After the overture sets the stage, “Salvation” reveals what kind of band “Affector” is going to be. Blending the technical melody of John Petrucci and the progressive heaviness of Michael Romeo, guitarist Daniel Fries is able to bridge several styles of progressive metal, taking the band wherever they dare go. His playing is clean, dazzling in moments, yet simple enough when it needs to be so the riffs can provide the canvas for the rest of the band to paint upon. “Salvation” alone shifts sounds and moods multiple times, ebbing and flowing more than most bands can accomplish in nine minutes. The rest of the album follows suit, defying conventional structure at every turn, necessitating the listener's attention to discern where the music is going based on where it has been. It can often be an overstatement to call progressive music a more intelligent genre, but it does ask more of the audience.
“The Rapture” shows the power of dichotomy, interspersing melodic solos and the Sinfonietta Consonus orchestra with some of the heaviest metal riffs on the album. Weaving back and forth, they keep the music from stagnating, never letting an idea become boring before the next one is introduced. The segments of the fourteen minute track fit together like a puzzle; pieces the look completely different locking together to make a coherent whole. Likewise, the album is a larger example of this experience, as the more involved compositions sit alongside the overtures and simply-executed “Cry Song” without feeling out of place.

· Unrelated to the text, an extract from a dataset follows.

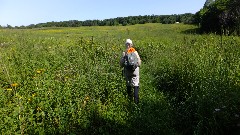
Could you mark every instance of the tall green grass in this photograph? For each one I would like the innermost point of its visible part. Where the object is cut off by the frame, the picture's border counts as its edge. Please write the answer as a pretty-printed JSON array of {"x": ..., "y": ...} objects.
[{"x": 68, "y": 81}]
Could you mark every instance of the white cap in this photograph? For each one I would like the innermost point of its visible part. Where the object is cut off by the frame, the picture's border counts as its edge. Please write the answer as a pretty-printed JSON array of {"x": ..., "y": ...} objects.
[{"x": 128, "y": 41}]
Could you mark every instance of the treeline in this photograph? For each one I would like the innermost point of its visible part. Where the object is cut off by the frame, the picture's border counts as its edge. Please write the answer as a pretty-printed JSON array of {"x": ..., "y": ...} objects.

The most interesting aspect of “Harmagedon” is how much of the spotlight is cast outside the band. The most dazzling technical displays, as well as the most important work setting the mood, are given over to the guest musicians. The orchestra offers a deeper experience than artificial strings can, while current and former Dream Theater keyboardists Jordan Rudess and Derick Sherinian, as well as progressive legend Neal Morse, are as much a part of the fabric of the album as the core band. Their contributions are both tasteful and impressive as needed, adding the layers that make this kind of music engrossing. The presence of such revered players not only ensures the quality of the work on the album, but raises the stature of the band as a whole. They are a stamp of approval on the material “Harmagedon” has to offer, one that carries a lot of weight.
It's important not to go into “Harmagedon” expecting to hear the blend of pop and prog that Dream Theater and Neal Morse have perfected. Singer Ted Leonard (also singer for Spock's Beard) delivers a good performance and a few good melodies, but none that truly stick. It's a difficult skill to master in this genre, but that's not what “Harmagedon” is about, so they aren't missed. “Harmagedon” is about setting a mood and telling a story, and on that level, it absolutely delivers.